The advent of smart phones with qwerty keyboards removed the need for letter prediction. The next evolutionary level was the autocorrect feature, which quite frankly is culpable of turning some perfectly correct words into something ‘it’ thought they should be, producing at times rather hilarious sentences that were just as annoying and embarrassing for the original human author who was not really to blame (other than for skimping on proof-reading before sending). 

Now we have predictive text à la Google which suggests phrases to complete sentences for us. At least for me at this point the alarm bells started ringing big time. It pretty much never has suggested a sentence that I would have written exactly that way myself, although admittedly once or twice I went with the suggestion before stopping to use the tool altogether. Somehow I couldn’t shake the feeling that this ‘workload reduction’ tool was trying to coax me into using its words instead of my own. And I am sure at some point the tide would turn and I might even look to AI to finish my sentences for me because I got so used to it that I could no longer do it myself.

I believe we are already seeing consequences of this in the phenomenon of our shrinking vocabularies. More on this another time but it would stand to reason that machine learning teaches the algorithms to offer up the most frequently harvested phrases or terms, and the more often the suggestions are accepted by users, the more this reaffirms the initial machine learning results, making us humans lose variety and nuance in our language and conversation but also our thoughts (if we haven’t been convinced yet that thinking was actually one of those tedious tasks we should leave to our digital twin to begin with), and we lose control over our languages themselves.

I refuse to let my email software think for me. I am happy to learn but unless for very specific needs I may have, I will not let algorithms guide me in my choices. Mine is by no means the brightest of intellects, so I may be lowering myself to my own level, but more than smart I want to be me when I communicate with others. Machine translation and predictive text do not lend themselves to expressing authenticity and individuality.
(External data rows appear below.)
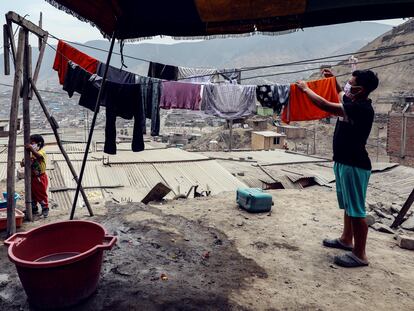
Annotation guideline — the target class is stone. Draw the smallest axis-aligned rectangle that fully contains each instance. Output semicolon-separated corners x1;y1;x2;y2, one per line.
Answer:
379;217;394;227
371;222;395;234
401;216;414;231
365;213;377;226
397;235;414;250
391;203;402;214
0;273;10;287
373;208;392;219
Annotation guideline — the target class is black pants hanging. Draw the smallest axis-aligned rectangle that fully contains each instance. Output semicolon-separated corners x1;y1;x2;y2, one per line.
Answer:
102;81;145;154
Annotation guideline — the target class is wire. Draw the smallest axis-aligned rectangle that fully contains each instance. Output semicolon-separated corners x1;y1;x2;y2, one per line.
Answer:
48;34;414;78
241;53;414;81
0;83;79;96
10;14;414;79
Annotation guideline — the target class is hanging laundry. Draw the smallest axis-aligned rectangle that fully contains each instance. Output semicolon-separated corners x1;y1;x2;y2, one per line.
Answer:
215;69;241;84
102;81;144;154
135;75;162;136
178;67;218;83
201;83;256;120
160;81;201;110
63;61;101;111
53;40;98;84
282;77;339;123
256;84;290;114
97;62;147;134
96;62;135;83
148;62;178;81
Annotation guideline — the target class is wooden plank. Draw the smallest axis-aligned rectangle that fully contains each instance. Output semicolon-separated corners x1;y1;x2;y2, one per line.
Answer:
23;30;33;221
37;12;43;51
30;36;47;93
6;20;16;68
7;29;25;236
391;189;414;228
30;79;93;216
141;182;171;204
3;24;10;76
6;11;47;38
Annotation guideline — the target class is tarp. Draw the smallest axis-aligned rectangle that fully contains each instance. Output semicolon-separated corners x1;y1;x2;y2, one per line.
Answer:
46;0;414;39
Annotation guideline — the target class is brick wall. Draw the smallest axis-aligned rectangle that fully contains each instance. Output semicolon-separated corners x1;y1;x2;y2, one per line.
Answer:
387;113;414;167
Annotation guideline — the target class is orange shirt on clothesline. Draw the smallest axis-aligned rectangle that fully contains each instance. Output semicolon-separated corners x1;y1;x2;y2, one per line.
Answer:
53;40;98;84
282;77;339;123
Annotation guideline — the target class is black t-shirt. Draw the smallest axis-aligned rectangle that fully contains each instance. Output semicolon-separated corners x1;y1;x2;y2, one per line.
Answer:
333;95;374;170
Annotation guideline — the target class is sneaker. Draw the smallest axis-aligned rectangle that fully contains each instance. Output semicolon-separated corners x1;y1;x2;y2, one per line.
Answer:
42;207;49;218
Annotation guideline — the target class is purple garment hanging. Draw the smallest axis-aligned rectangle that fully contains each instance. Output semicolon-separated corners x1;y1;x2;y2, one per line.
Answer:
160;81;201;110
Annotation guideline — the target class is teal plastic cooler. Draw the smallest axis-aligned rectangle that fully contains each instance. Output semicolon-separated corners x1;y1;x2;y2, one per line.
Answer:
236;188;273;213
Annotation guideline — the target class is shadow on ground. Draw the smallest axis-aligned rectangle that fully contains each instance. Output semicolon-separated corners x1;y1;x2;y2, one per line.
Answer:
0;203;267;311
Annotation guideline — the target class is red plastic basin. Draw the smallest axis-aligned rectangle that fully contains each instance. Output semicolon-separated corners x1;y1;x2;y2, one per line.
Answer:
4;220;116;309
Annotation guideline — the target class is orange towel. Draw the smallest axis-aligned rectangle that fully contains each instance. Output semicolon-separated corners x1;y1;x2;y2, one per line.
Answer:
282;77;339;123
53;40;98;84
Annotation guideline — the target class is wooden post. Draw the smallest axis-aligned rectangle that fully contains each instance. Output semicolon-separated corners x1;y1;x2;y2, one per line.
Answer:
7;29;25;236
30;35;48;99
229;120;233;152
23;30;33;221
6;18;16;68
30;80;93;216
391;189;414;228
34;12;43;51
3;24;10;76
69;29;116;220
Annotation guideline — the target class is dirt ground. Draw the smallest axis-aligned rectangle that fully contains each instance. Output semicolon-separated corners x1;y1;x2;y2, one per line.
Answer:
0;187;414;310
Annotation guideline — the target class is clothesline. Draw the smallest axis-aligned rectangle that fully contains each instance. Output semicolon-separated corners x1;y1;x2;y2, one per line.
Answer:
42;36;414;86
42;35;414;80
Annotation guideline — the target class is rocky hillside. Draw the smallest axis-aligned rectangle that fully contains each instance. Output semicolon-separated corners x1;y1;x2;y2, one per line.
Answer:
322;19;414;113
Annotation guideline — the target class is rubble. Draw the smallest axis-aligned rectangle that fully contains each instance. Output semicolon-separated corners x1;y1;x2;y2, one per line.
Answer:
371;223;395;234
397;235;414;250
401;215;414;231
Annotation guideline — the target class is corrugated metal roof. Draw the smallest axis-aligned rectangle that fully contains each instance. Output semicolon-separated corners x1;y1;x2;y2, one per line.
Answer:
154;160;246;195
105;148;208;164
252;131;286;137
200;150;328;165
368;165;414;203
45;149;246;205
I accept that there will be those who disagree to the point of being happy to be told what to think. I have in mind all those who had their choice in a number of elections and referendums made by one or the other iteration of Cambridge Analytica in recent years – without even realising that they had been gamed. Be that about Brexit*, Trump, Covid vaccines* or Putin’s version of Ukrainian history*.

But also those who are part of the Quiet Quitting movement, which is based on promoting mediocrity to the cleverest way of gaming the system, albeit for a valid reason: good work deserves good pay, and great work deserves even more; while many in our profession have always been doing our best for less than what our work is worth simply because we love it so much and are happy to subsist materially rather than prosper. Not to mention nurses and teachers and all those whose work keeps our societies running. It would be worth its own article to argue which side is getting it right. Spoiler alert: if you appreciate your work more than the client or employer who needs you to do it, surely there is something wrong.
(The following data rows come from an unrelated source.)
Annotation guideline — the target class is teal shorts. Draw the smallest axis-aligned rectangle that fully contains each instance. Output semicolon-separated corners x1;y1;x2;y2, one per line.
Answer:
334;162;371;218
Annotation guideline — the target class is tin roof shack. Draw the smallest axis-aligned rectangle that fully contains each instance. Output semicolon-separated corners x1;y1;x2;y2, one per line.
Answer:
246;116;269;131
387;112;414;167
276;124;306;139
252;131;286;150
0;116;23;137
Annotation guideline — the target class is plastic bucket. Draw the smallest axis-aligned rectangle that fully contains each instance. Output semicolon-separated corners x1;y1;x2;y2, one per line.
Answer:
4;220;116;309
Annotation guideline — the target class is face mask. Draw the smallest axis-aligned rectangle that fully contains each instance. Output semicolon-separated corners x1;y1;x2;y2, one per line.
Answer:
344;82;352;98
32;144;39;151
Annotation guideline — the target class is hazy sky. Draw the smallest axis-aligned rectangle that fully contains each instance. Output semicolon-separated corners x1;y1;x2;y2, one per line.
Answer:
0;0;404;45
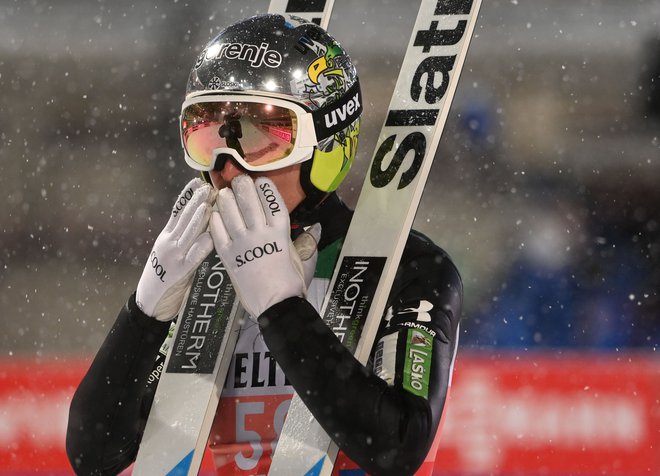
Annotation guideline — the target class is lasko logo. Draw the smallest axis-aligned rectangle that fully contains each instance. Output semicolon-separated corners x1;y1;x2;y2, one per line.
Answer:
323;93;360;129
370;0;473;189
403;329;433;399
197;43;282;68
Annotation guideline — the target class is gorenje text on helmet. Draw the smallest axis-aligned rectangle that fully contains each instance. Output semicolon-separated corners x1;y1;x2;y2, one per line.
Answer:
195;43;282;68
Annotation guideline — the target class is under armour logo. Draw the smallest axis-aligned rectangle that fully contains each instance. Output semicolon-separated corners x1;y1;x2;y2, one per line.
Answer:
400;300;433;322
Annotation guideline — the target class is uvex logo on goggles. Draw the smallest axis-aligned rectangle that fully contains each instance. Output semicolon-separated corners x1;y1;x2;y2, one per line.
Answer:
312;81;362;140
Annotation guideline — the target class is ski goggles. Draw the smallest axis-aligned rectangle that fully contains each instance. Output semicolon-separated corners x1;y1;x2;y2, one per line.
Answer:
180;82;362;172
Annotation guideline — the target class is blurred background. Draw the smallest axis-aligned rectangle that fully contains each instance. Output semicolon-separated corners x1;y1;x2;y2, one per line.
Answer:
0;0;660;474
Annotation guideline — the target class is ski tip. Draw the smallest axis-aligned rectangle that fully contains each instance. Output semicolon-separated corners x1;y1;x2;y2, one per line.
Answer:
305;456;325;476
167;450;195;476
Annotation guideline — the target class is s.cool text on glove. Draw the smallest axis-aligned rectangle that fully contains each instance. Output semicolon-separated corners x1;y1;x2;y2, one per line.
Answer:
259;182;280;216
236;241;282;268
150;250;167;283
172;187;194;216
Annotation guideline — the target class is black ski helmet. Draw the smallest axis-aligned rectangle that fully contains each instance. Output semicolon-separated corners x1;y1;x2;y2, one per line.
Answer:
186;14;362;208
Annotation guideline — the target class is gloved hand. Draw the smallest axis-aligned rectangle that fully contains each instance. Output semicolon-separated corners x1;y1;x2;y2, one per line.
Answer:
135;179;216;321
210;175;321;319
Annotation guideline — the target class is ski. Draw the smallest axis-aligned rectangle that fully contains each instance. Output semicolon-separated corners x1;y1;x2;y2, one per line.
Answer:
268;0;481;476
268;0;335;30
133;0;334;476
133;251;244;475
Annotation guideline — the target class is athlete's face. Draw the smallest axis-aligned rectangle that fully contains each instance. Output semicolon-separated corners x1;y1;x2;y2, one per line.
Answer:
209;160;305;212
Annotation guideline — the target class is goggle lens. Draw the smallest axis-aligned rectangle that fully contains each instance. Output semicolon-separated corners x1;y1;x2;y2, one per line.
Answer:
181;101;298;167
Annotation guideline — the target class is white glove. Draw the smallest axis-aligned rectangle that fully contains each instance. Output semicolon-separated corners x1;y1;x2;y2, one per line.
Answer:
210;175;321;319
135;179;216;321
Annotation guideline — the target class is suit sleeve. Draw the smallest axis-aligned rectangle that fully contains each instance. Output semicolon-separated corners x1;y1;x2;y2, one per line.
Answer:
66;294;170;475
259;235;462;475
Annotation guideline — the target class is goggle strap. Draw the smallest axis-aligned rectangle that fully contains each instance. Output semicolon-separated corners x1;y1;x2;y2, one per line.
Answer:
312;80;362;141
My hunch is that most people would quite like to have a digital twin they could dump all the inconvenient tasks on, including thinking. While it is interesting, thinking takes effort, which makes it a kind of work. But it is work that challenges us to be creative, it is experience gained by doing that makes us want to change things and gives us the knowledge needed to effect change. For me this whole argument sounds much more like the encouragement of intellectual laziness and worse, an implicit invitation to being remote-controlled by powers that may not necessarily want to make our lives easier to the point of making them literally pointless but whose intentions might be even more sinister than that.

* My links all lead to fact-checks. I am not going to spread information I consider to be false.